Millî Eğitim Bakanı Yusuf Tekin, TRT Haber canlı yayınında eğitim gündemine ilişkin değerlendirmelerde bulundu, soruları yanıtladı.
İlkokul öğrencisi Narin Güran’ın Diyarbakır’da öldürülmesinin ardından eğitim öğretim yılının buruk başladığı vurgulanarak, Bakanlığın Narin’in okulundaki arkadaşlarına yönelik psikososyal destek çalışmalarına ilişkin soru üzerine Tekin; bir Bakan, bir baba ve vatandaş olarak Narin’in başına gelen olaydan dolayı çok üzgün olduğunu ifade etti.
Bakanlık olarak bu tür olaylarda çocukların yanında olmaya çalıştıklarını dile getiren Tekin, yeni eğitim öğretim yılının açılışı için tüm birim amirlerinin, bakan yardımcılarının değişik illerde öğrencilerle ve öğretmenlerle bir araya geldiğini belirtti.

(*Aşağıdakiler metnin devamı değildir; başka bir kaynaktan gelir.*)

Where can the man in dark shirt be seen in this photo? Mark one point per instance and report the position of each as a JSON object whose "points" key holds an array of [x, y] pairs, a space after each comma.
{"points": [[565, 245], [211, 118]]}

Bakan Tekin, konuya ilişkin şöyle konuştu: “Bugün de Özel Eğitim ve Rehberlik Hizmetleri Genel Müdürlüğü bünyesinde oluşturduğumuz bir ekip, genel müdürümüzün başkanlığında Diyarbakır’a gittiler, Narin çocuğumuzun okulu Tavşantepe İlkokulunda, eğitim öğretim yılının açılışını orada yaptılar. Özel olarak travmayla mücadele ve ilk müdahaleler konusunda eğitilmiş, yetkin 4 arkadaşımız, genel müdürümüz ve genel müdürlüğümüzdeki uzman arkadaşlarla beraber eğitim öğretimi orada açtılar. Aile ve Sosyal Hizmetler Bakanlığımızın yetkilileriyle beraber okuldaki çocuklarımızın yas ve travma konusundaki süreci atlatmalarına ilişkin alınabilecek tedbirleri aldılar. Allah başımıza bir daha böyle bir şey getirmesin. Temennim odur ki inşallah, bu vahşeti işleyen kişiler bir an önce kanunen de hesap verirler.”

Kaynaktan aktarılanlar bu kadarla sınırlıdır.